The openness towards the unknown was nonetheless sufficient enough to allow for ‘Frequencies’ to reach number 42 of the British album charts in 1991. The record was among the first techno albums ever, but it gathered quite some attention beyond dancefloors as well. Already their single »LFO« from 1990 had made it into the British charts. Furthermore, it is the only track the duo from Leeds did not produce entirely on their own. Also involved was the Warehouse resident Martin Williams aka DJ Martin. It was thanks to their colleague that the duo ended up with Warp in the first place since Williams had played the demo of »LFO« at the Warehouse, thereby sparking the Sheffield label’s interest.
LFO, named after the low frequency oscillator used for sound synthesis in synthesizers, were Mark Bell and Gez Varley. The two had met at a breakdance contest in Leeds during the mid-eighties. Already as teenagers they had been toying around with drum machines. Questions such as how to use them in order to make people dance were of secondary importance to them. Perhaps this approach of carefree trial and error, too, was responsible for their style becoming so successful.
This seeming contrast in LFO, the physical pervasiveness of their bass sounds and the cerebral approach in the higher frequencies, makes up the charm of »Frequencies«. 30 years in, it has lost none of its effect.

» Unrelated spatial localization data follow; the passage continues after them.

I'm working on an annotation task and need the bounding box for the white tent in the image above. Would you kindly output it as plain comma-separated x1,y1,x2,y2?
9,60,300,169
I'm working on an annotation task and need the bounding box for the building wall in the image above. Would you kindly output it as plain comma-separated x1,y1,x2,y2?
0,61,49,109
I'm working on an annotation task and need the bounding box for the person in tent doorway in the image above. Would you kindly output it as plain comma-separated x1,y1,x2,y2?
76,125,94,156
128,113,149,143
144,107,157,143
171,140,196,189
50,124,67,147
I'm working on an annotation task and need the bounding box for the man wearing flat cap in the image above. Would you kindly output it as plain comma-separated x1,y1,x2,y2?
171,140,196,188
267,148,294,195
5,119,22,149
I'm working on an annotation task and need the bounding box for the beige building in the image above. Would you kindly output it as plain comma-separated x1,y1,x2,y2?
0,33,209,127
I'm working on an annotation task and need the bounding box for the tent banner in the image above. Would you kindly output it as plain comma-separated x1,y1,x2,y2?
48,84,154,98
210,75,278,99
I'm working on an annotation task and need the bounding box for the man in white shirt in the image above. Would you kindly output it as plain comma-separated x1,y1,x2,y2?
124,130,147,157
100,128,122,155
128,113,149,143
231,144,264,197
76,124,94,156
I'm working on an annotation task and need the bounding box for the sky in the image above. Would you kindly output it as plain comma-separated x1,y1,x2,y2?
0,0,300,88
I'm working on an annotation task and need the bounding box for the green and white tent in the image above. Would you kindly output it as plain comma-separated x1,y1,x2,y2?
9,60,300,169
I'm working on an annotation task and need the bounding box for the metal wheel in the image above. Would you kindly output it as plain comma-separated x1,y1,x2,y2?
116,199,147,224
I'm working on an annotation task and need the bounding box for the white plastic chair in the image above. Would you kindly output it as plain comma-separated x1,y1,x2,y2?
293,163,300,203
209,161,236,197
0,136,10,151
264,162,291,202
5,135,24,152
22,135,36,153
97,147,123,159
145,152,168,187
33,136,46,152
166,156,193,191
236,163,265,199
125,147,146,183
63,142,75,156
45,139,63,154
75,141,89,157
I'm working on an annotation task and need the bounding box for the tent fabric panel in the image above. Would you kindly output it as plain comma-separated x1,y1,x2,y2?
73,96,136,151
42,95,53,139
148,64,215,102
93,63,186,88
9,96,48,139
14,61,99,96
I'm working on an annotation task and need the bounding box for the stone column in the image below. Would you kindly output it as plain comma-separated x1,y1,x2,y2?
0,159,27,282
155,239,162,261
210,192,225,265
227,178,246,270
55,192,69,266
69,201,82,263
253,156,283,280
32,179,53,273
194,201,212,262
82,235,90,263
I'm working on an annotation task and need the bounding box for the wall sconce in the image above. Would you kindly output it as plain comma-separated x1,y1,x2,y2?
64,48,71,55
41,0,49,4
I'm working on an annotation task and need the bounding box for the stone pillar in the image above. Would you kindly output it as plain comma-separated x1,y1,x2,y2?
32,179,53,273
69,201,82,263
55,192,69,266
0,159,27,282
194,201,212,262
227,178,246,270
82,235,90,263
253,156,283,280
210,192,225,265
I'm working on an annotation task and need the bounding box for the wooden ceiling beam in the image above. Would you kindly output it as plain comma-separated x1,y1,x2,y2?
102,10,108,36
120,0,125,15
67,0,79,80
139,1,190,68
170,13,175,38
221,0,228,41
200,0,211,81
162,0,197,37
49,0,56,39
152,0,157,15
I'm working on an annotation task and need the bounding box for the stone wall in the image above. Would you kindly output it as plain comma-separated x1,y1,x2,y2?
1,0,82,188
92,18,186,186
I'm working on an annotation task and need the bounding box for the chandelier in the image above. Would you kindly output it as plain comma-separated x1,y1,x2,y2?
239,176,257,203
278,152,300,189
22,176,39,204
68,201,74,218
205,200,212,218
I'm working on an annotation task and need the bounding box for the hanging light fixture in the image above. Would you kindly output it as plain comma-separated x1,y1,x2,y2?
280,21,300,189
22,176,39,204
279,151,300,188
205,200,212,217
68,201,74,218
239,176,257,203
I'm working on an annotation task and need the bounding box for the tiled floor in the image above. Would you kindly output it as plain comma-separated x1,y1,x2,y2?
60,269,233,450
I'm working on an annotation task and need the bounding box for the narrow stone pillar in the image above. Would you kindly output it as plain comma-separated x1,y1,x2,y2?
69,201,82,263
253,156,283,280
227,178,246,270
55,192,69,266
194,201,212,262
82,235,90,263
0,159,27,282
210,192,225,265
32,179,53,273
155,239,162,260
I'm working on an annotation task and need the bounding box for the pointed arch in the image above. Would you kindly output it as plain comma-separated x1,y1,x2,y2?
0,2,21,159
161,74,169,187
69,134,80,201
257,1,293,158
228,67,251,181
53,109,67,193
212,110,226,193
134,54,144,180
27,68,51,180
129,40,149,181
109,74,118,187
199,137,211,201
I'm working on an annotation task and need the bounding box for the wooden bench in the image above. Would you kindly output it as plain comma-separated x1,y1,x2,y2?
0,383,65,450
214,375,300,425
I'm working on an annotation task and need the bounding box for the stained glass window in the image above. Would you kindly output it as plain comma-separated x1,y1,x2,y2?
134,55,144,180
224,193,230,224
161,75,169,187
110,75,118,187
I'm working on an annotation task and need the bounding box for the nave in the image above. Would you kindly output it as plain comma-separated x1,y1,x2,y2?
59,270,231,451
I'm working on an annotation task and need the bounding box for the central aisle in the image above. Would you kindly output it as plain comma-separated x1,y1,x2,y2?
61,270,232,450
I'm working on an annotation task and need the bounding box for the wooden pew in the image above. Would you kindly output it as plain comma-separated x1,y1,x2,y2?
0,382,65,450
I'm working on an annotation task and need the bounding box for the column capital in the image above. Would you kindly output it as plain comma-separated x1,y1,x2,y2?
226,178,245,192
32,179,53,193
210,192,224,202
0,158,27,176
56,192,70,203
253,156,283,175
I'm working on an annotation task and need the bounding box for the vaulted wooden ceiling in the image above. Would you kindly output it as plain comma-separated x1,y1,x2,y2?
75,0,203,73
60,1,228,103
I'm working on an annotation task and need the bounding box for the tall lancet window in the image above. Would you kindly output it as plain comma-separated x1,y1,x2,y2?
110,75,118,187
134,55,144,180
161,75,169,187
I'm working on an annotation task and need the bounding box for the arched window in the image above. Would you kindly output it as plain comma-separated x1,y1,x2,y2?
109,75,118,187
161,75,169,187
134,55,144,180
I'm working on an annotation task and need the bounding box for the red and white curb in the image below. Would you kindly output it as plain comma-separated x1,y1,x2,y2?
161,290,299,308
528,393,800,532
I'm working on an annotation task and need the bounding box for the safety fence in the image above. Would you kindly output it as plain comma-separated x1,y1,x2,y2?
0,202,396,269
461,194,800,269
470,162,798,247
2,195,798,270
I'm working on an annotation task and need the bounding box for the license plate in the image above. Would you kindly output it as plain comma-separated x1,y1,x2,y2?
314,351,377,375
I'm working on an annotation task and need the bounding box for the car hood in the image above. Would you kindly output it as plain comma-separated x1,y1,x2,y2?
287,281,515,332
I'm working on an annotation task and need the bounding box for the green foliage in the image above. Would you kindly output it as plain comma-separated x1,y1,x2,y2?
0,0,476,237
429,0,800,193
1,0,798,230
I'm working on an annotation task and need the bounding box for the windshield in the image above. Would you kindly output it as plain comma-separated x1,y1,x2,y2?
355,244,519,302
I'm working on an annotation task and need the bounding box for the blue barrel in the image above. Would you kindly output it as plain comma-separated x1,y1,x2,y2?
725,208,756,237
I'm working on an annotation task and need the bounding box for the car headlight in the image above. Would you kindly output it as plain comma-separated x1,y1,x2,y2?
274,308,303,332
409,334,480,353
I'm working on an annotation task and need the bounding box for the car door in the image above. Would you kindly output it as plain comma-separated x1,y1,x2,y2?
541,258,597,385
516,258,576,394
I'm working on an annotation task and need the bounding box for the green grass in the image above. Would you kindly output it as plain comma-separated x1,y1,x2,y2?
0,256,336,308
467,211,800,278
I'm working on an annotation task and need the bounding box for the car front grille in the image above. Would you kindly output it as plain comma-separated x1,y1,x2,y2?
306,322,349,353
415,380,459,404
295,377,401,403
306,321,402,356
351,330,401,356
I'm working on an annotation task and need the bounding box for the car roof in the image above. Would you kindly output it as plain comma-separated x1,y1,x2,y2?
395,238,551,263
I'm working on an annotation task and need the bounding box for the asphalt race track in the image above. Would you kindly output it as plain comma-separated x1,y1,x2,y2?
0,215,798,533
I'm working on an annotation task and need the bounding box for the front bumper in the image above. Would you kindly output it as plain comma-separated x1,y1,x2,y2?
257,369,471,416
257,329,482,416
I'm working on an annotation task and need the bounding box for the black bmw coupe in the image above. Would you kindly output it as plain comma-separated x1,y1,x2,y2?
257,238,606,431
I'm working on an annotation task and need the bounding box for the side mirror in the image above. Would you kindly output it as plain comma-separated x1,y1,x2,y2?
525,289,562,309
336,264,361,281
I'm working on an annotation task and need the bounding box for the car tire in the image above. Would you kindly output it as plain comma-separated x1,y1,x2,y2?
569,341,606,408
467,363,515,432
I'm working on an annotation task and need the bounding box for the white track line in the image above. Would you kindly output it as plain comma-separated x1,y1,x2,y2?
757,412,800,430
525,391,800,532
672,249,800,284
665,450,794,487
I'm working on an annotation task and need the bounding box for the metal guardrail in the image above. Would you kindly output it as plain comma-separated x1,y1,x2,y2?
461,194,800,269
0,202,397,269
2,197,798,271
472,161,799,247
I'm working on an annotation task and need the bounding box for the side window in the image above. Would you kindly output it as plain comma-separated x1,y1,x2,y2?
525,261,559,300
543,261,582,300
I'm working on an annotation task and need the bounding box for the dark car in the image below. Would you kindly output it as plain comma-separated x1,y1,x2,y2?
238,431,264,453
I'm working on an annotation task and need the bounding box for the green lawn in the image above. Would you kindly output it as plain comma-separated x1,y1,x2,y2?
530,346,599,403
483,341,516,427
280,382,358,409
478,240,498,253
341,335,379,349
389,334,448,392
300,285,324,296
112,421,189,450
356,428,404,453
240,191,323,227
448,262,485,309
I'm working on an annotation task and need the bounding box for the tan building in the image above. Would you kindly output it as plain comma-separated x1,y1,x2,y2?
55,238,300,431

In the late eighties there was a »Bleep« community of musicians in Northern England who, by employing game sounds and producing tracks in a rather spartan mode, put a very distinct conception of club music to the test. Among them were also Nightmares on Wax who LFO were friends with. The bleep approach was carried further by LFO, their singles »LFO« and »We Are Back« proving to be subbass monsters suitable to shake factory floors and eventually guaranteeing the success of the style. Or they would follow an altogether different track such as in »Nurture« with its melodies turned into something altogether shimmering and impalpable by the playful use of glided pitch, thus providing a blueprint for the sonic sophistications of IDM.
This seeming contrast in LFO, the physical pervasiveness of their bass sounds and the cerebral approach in the higher frequencies, makes up the charm of »Frequencies«. 30 years in, it has lost none of its effect. Ideally, their music works on both levels at once – or rather it causes rhythmic movement in its listeners by physical or mental means optionally. Also to be counted among the strengths of LFO is the clacking and, by today’s standards, old-fashioned character of the drum machines. However, they rarely keep rattling along, instead, their rough syncopation betrays early influences of Hip Hop in Bell and Varley.
● Vinyl 2LP Although definitely techno celebrities in their own day, LFO, other than their bird-of-paradise-like label colleagues Aphex Twin or Autechre, never quite achieved pop star status. This was perhaps thanks to the fact that beside their comparatively down-to-earth techno IDM hybrid, they were clearly more modest in terms of releasing. »Advance« from 1996 was the second and last album as a duo. After that Bell became a talking point as a producer of Björk, among others. Varley, on the other hand, would go on to release a series of solo techno albums that would go a little under the radar. In 2003, Bell released a final LFO record entitled »Sheath«. His early death in 2014 put an end to the project. What remains, is a sonorous future promise that has fully been made good on.